Wear is another long-term concern. A pine surface in daily contact with human hands, elbows and feet will not hold up as well as durable hardwood.
Many pieces of furniture use more than one type of wood. While a desk is best made of a wood that will wear well, interior components are often made of softer woods that are less expensive and easier to work with.
Just as you do not want your piece of furniture to break, you do not want it to warp or pull itself apart. Some woods are more stable than others, meaning they are less likely to experience these problems. Woods such as mahogany and walnut are noted for their stability, while beech, lard maple and white birch have bad reputations based on their relative instability.
Stability is important for wide, unrestrained surfaces such as table leaves. It would not do for this surface to warp. However, it is also a concern in case construction, where wood movement could tear apart a piece and cause joints to open or drawers to bind.
Wood species vary in their appearance. Some woods have a pronounced figure and, when used in the right place, can produce dramatic results. Mahogany, walnut and many exotics offer bold figure. Some trees of otherwise even-colored wood—such as maple or birch—can also produce spectacular figure.
On the other hand, some woods—such as white birch, bass and poplar—are clear and bland. This property allows them to stain well or even masquerade as another species.
Color is another consideration, Some species are light, and others dark. You may want to select a wood that matches your decor or a client’s. Many exotics have brilliant colors rather than the white, tan and brown typical of native woods. Contrasting woods can be used in a single piece of furniture to achieve a desired effect.
Appearance and fashion are significant factors, obviously. But a species’ appearance should not overshadow the more paramount concerns of strength and stability.
Working wood requires effort, and some woods are harder to work than others. This is a definite concern if you do a lot of handwork. In the old days, cabinetmakers charged extra for furniture made out of maple as opposed to walnut or mahogany. Machines have equalized this problem somewhat, but hard-to work woods will cause more wear and tear on blades and equipment, if not us. The relative ease of working and joining pine and poplar has made them traditional favorites for interior components such as drawer sides, bottoms and slides.

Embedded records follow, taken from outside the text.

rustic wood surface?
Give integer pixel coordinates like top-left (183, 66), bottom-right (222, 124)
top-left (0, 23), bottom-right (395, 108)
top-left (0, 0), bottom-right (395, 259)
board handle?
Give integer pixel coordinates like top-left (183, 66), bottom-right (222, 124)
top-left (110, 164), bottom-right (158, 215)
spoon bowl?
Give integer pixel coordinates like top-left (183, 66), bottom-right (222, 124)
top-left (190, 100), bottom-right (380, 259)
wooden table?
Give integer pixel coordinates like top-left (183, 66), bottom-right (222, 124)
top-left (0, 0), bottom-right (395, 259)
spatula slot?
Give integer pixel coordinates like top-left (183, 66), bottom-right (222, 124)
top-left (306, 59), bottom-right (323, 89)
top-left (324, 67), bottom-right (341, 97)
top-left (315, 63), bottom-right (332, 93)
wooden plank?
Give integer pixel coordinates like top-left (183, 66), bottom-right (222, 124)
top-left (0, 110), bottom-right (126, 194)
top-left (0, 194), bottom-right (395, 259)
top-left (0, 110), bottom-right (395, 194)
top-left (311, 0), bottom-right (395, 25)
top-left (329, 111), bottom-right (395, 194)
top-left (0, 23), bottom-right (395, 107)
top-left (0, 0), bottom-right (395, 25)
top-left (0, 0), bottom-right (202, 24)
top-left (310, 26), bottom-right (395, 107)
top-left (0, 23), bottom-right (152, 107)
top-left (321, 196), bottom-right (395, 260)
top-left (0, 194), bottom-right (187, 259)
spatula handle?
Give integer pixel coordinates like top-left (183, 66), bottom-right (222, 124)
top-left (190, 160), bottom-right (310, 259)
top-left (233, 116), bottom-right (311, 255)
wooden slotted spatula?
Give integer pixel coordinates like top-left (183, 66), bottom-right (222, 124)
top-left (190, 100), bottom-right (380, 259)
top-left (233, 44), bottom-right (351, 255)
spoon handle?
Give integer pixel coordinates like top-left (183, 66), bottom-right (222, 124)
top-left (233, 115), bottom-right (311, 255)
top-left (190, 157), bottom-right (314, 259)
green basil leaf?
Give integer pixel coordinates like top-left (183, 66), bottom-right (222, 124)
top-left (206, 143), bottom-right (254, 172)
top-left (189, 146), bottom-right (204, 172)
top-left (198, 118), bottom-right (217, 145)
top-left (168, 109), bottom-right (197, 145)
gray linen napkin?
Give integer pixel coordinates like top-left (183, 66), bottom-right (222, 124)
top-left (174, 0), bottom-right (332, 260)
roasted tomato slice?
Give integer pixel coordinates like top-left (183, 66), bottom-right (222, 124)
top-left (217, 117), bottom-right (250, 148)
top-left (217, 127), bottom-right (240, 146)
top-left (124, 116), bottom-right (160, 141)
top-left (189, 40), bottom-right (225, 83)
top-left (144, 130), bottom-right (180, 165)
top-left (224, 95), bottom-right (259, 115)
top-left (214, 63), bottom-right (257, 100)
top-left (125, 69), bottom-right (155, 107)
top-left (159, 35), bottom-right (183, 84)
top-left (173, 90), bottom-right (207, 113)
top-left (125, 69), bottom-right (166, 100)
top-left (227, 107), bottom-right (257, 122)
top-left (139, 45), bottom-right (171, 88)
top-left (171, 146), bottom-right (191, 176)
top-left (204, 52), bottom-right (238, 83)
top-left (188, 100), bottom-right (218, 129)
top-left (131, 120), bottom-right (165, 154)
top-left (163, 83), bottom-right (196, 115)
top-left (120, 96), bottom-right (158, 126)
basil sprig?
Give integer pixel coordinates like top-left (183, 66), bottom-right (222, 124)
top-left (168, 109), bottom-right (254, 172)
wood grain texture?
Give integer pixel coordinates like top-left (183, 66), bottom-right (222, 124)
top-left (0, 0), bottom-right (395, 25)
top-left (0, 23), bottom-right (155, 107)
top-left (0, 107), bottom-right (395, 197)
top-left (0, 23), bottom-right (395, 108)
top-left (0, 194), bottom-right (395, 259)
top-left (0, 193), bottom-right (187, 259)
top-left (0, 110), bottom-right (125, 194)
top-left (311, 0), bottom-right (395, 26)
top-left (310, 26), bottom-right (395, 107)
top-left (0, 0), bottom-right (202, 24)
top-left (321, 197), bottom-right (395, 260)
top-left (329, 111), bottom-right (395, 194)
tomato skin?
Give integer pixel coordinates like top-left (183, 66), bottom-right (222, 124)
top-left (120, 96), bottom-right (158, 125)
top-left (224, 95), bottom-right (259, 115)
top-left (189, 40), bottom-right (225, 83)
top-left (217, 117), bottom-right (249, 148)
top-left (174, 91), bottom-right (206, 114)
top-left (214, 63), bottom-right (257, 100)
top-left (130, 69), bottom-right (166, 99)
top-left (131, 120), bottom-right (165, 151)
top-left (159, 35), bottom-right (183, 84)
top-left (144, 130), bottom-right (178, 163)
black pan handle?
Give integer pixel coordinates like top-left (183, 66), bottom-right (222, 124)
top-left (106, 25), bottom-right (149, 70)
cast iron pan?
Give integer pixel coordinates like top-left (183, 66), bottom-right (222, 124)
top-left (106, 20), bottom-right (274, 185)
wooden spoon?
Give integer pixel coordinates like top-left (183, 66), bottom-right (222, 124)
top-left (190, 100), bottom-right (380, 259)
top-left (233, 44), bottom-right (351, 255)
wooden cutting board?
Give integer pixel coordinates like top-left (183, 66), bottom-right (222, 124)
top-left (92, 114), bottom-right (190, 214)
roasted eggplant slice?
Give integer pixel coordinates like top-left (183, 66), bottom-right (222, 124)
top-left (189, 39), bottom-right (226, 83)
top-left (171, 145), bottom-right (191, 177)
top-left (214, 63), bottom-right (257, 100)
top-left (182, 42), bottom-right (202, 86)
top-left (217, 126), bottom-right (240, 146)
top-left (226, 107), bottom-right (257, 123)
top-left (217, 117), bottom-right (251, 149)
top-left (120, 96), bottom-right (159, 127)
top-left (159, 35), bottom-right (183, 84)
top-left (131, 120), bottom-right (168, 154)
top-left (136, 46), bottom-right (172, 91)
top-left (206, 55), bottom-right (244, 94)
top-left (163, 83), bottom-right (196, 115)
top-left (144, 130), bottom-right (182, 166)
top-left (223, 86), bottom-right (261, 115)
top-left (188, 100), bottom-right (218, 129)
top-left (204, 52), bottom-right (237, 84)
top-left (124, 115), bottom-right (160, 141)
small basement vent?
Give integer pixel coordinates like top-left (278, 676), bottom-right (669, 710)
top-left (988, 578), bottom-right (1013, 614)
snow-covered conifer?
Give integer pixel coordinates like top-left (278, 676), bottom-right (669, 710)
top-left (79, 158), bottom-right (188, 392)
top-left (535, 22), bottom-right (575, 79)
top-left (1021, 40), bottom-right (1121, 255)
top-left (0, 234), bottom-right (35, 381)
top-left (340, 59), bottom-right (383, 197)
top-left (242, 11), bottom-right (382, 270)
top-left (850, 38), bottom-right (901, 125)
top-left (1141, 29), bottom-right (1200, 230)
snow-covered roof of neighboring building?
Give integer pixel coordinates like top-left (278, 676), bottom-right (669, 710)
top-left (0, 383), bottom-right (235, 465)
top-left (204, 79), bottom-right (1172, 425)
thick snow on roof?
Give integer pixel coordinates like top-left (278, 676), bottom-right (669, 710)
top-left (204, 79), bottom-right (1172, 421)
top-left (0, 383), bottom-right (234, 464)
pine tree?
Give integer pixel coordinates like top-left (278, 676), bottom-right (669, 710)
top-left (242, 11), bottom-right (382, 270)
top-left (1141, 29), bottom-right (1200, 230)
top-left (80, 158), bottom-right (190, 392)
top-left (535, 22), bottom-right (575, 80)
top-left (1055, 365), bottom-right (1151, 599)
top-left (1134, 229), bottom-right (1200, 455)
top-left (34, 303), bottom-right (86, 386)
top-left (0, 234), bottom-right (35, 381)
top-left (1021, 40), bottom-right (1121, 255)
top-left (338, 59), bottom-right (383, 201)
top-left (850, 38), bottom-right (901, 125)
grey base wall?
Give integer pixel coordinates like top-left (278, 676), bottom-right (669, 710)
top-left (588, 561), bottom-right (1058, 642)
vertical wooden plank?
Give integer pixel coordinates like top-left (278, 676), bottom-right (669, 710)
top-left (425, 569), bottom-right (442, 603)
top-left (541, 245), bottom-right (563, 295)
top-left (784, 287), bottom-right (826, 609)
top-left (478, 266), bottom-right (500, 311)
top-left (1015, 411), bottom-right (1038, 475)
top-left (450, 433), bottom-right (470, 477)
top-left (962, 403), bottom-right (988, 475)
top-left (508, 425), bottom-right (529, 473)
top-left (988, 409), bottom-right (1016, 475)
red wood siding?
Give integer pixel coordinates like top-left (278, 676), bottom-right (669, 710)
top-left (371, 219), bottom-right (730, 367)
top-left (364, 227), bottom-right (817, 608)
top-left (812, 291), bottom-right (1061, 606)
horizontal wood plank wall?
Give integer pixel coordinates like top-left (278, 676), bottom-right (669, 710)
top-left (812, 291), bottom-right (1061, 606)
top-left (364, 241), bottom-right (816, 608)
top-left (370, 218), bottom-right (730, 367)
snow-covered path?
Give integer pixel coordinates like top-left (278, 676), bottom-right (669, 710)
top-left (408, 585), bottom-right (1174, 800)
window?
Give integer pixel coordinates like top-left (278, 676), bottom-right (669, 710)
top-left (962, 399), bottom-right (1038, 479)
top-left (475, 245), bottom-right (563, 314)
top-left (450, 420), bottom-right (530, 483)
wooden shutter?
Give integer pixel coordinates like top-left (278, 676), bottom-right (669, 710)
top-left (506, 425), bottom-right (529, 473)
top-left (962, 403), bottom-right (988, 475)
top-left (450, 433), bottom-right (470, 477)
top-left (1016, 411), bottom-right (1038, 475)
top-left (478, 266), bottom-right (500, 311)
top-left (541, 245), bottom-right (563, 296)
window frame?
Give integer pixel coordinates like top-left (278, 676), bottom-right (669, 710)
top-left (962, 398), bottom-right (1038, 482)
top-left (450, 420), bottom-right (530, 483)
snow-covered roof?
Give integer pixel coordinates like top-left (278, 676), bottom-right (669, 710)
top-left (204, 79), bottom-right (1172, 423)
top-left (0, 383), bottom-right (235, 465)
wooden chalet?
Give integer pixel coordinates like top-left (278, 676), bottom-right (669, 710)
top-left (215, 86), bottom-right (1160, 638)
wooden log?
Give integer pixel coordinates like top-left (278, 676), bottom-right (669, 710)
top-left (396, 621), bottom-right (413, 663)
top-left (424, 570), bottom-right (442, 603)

It seems obvious that you can’t make a project out of a wood that you can’t get, But you may not want to choose a wood that is in limited supply—one that forces you to run from yard to yard to gather a sufficient quantity. There may be a similar species that is more readily available.
The cost of materials is always a concern. If you or a client has a firm budget, you may want to substitute something less expensive for the wood of choice. Using butternut rather than walnut is an example. We recently made a run of handscrews for my school’s shop. For the sake of appearance, I suggested cherry for the jaws, but I told the staff member we sent to the lumberyard to use his discretion. I was a lot happier when he bought yellow birch at $4 per foot rather than the cherry at $6.
So-called “secondary” woods are usually less expensive and are used in areas that don’t show. For example, pine was often used for cabinet backboards because wide boards were easy to come by and relatively inexpensive.
The length, width or thickness of the woods available at your lumberyard can also impact your decision. If you need wide boards for a tabletop, and the yard has nothing greater than 6 in. or 8 in., you may want to choose a comparable wood that is available in wider boards. Bedposts can require stock up to Rather than jointing and gluing long posts from two lengths of material, you may prefer to choose a wood that is available in sufficient thickness.